The hon. Gentleman says yes, but his position on modern foreign languages has changed over time. As I pointed out, he said in July 2004:
“In the knowledge society of the 21st century language competence”
is “essential.” Then, in September 2004, he said, “We don’t want to go back to the old days when we tried to force feed languages to students.” Then, when he was asked in May 2011 what his real position had been on languages in 2004, he said: “I had mixed views.” Given this lack of consistency, can we be certain that his position now, in backing modern foreign languages, is a consistent one? And will he assent to our other proposals? Does he believe that we should get rid of modules at GCSE and end the re-sit culture? Yes or no? A simple nod will suffice. [Interruption.] No, he is not going to get into it. No consistency! He is uncertain. Is he for it, or against it? What about the English baccalaureate? All he needs to do is nod. Will he support the English baccalaureate? We know that the hon. Members for Hackney North and Stoke Newington (Ms Abbott) and for Birmingham, Edgbaston (Ms Stuart) do.
I am grateful to the hon. Gentleman for supporting the English baccalaureate. The frock-coated communist has become the grey-suited radical. One of the things that matters to me is whether the hon. Member for Liverpool, West Derby supports the English baccalaureate. Yes or no? [Hon. Members: “Answer the question.”] After my appearance at Leveson, it probably ill behoves me to pass commentary on the press in this country, other than to say that I support the right of a free and rigorous press to report and comment on things with their usually pungency.
Does the hon. Gentleman support our position on equivalents? Does he support stripping them out of the school system?
I know that the right hon. Gentleman wants everything to be black and white, but sometimes there is nuance in these debates. One of the equivalents I certainly do not support—this is the issue I tried to intervene on earlier—is changing some of the diplomas, including the engineering diploma. The excellent JCB academy, the first university technical college, has lobbied me strongly to say that it disagrees with how the Government have downgraded the engineering diploma. There is a real risk that vocational and practical subjects will be crowded out of our schools at a time when we need more young people getting good qualifications in engineering and other areas.
I am grateful to the hon. Gentleman for asking about one of the more than 1,700 vocational qualifications. So he supports the engineering diploma being an equivalent. Does he support nail technology or horse husbandry or any of the others? Again, answer comes there none.

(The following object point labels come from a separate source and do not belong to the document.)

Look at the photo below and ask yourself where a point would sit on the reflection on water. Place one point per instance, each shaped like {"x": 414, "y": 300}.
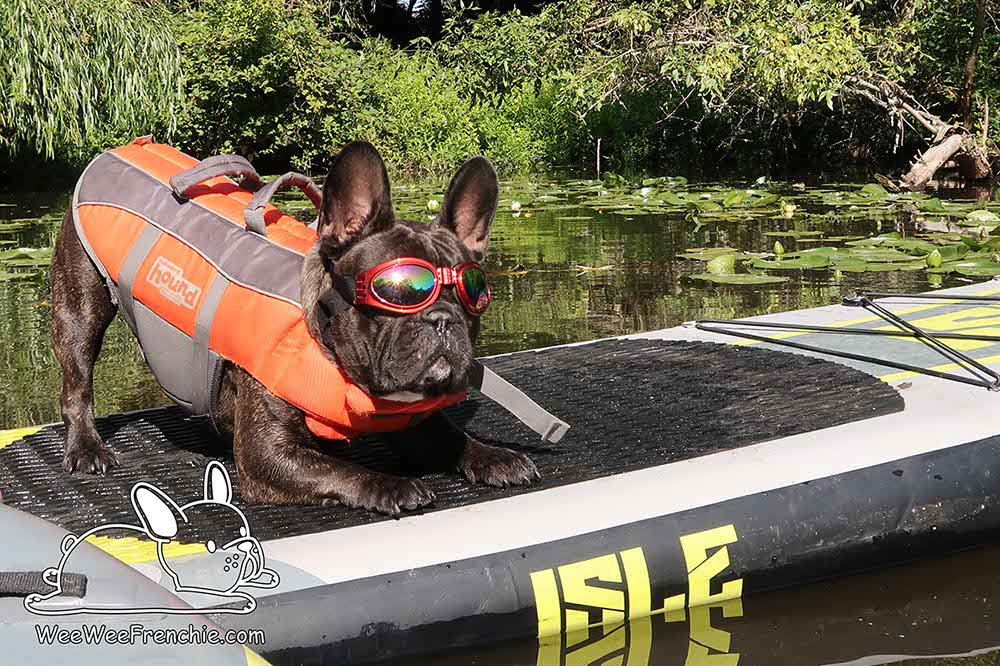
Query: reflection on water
{"x": 562, "y": 271}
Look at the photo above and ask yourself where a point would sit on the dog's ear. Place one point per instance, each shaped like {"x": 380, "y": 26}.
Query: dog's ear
{"x": 218, "y": 488}
{"x": 356, "y": 197}
{"x": 470, "y": 203}
{"x": 159, "y": 514}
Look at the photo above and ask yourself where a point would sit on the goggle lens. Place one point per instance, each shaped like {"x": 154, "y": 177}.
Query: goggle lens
{"x": 404, "y": 285}
{"x": 476, "y": 289}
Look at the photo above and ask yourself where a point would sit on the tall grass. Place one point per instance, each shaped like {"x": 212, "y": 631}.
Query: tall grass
{"x": 78, "y": 73}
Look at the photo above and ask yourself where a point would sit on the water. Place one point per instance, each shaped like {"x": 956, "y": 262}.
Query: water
{"x": 576, "y": 260}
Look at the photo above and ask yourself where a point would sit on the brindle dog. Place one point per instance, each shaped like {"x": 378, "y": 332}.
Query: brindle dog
{"x": 425, "y": 354}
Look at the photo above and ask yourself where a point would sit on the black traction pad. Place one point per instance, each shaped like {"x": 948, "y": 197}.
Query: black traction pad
{"x": 632, "y": 404}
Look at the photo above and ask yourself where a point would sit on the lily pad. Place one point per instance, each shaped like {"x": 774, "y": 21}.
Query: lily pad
{"x": 707, "y": 253}
{"x": 793, "y": 234}
{"x": 800, "y": 260}
{"x": 739, "y": 278}
{"x": 981, "y": 217}
{"x": 10, "y": 277}
{"x": 724, "y": 264}
{"x": 977, "y": 268}
{"x": 874, "y": 191}
{"x": 934, "y": 205}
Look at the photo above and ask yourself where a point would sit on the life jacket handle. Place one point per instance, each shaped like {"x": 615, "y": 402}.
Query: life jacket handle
{"x": 212, "y": 167}
{"x": 254, "y": 213}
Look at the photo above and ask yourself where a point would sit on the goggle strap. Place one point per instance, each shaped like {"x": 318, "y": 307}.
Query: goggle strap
{"x": 333, "y": 301}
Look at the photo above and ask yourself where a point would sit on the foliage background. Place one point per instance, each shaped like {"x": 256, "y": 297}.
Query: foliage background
{"x": 697, "y": 87}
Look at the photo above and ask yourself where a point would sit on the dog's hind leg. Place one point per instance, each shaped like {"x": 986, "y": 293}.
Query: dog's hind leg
{"x": 81, "y": 312}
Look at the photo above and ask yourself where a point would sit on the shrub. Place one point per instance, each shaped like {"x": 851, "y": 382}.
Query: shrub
{"x": 80, "y": 76}
{"x": 263, "y": 81}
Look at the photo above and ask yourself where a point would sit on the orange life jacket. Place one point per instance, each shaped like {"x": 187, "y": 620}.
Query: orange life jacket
{"x": 197, "y": 285}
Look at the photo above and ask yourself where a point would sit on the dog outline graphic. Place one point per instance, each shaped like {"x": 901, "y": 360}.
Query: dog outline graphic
{"x": 162, "y": 520}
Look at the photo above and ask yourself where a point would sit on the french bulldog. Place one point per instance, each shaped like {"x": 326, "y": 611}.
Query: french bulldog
{"x": 392, "y": 356}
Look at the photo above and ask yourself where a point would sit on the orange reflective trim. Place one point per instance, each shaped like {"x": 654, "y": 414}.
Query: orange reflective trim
{"x": 111, "y": 232}
{"x": 172, "y": 282}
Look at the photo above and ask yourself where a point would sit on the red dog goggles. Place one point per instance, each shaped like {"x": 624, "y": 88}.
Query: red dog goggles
{"x": 408, "y": 285}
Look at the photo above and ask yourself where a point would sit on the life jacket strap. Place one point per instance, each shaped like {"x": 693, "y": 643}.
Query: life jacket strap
{"x": 515, "y": 401}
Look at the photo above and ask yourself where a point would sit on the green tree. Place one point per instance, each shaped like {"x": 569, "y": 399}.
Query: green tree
{"x": 79, "y": 75}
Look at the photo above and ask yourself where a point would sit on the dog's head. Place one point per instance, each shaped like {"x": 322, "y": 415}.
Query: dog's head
{"x": 402, "y": 357}
{"x": 234, "y": 558}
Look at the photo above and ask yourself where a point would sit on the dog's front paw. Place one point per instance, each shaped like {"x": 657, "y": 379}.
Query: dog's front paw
{"x": 93, "y": 457}
{"x": 496, "y": 466}
{"x": 391, "y": 494}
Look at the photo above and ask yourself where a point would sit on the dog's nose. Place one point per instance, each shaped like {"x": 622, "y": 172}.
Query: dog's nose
{"x": 440, "y": 319}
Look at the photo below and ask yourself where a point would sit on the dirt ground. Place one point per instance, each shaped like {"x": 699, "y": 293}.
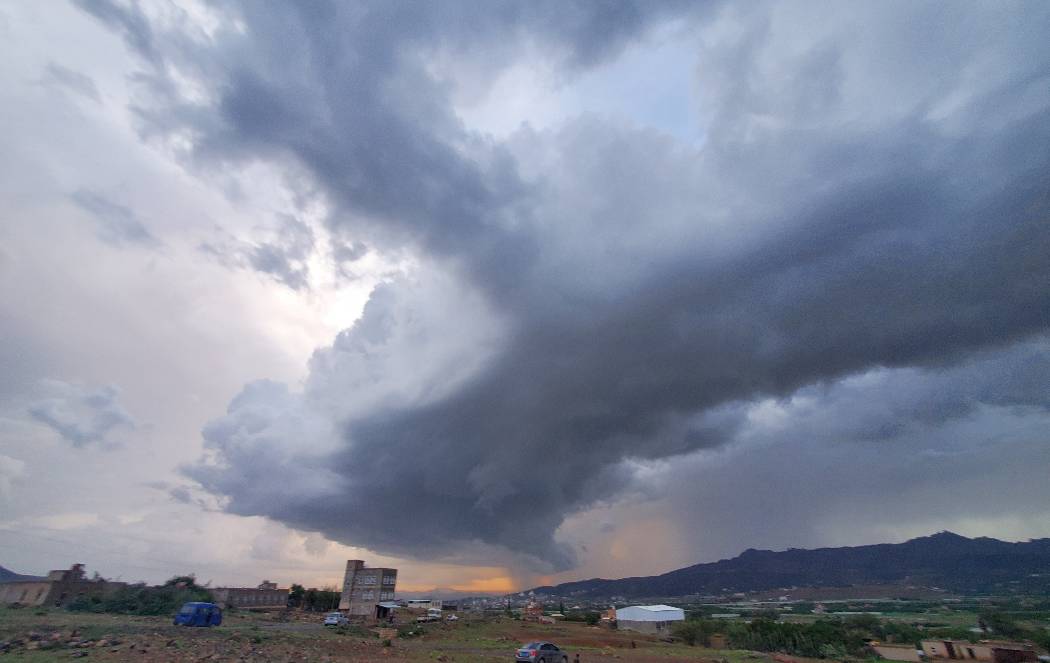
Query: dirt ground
{"x": 29, "y": 635}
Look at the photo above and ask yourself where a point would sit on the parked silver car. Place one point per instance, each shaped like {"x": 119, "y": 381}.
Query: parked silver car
{"x": 541, "y": 653}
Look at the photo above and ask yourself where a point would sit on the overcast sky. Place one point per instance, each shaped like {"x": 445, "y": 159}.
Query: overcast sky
{"x": 513, "y": 292}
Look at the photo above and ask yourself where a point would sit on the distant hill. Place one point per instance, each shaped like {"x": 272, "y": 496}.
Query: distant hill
{"x": 944, "y": 560}
{"x": 11, "y": 576}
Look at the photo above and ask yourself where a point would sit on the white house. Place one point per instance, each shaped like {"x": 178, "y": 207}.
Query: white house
{"x": 650, "y": 619}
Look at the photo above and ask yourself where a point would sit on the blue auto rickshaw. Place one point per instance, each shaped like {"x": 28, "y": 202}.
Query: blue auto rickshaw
{"x": 198, "y": 614}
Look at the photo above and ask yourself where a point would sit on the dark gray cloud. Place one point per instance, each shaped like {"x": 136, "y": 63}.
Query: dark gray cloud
{"x": 865, "y": 198}
{"x": 284, "y": 259}
{"x": 114, "y": 224}
{"x": 82, "y": 415}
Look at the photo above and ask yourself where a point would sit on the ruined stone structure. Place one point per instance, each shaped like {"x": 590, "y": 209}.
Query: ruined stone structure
{"x": 58, "y": 588}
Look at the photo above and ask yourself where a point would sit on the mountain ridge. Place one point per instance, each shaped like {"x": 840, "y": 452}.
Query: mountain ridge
{"x": 944, "y": 560}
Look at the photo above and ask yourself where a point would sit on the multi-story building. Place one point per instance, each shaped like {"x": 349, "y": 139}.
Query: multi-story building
{"x": 363, "y": 588}
{"x": 265, "y": 596}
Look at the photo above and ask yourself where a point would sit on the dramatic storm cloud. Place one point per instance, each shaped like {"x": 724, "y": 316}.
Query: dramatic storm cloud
{"x": 864, "y": 197}
{"x": 624, "y": 271}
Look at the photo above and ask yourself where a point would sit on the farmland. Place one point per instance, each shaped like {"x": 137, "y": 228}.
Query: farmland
{"x": 56, "y": 635}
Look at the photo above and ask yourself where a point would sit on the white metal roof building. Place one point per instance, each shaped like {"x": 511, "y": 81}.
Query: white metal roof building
{"x": 649, "y": 618}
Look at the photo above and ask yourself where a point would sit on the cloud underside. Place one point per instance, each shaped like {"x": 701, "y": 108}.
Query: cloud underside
{"x": 600, "y": 294}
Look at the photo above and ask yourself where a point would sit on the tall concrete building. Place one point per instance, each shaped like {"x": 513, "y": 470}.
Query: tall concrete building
{"x": 363, "y": 588}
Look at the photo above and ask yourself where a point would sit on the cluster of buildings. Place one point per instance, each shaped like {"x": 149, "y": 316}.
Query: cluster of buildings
{"x": 990, "y": 650}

The hon. Gentleman says that there is nuance in his position. I say, rather than nuance, there is an absence of clarity, without which we cannot secure consensus. Does he believe that we should continue with foundation and higher-tier GCSEs? Yes or no? A simple nod would suffice. Again, answer comes there none, but we probably know what he thinks. When he was a Minister in the Department for Education and Skills in 2003, the “Excellence and Opportunity” White Paper said that:
“the GCSE has become a qualification at two levels: Level 2 (or grades A*–C) is viewed by the public as success, while Level 1 (or grades D–G) is seen as failure. For many young people achieving Level 1 is demotivating. Some young people prefer not to reveal that they have taken GCSEs than admit to a lower grade. This undermines motivation and discourages staying on”.
That was the view of the hon. Gentleman and his Department in 2003, but they took no action to deal with the problem. At last, 10 years later, the coalition Government are taking action to end the problem of failure, to ensure that we no longer have an examination system that is demotivating and to end a system that discourages staying on.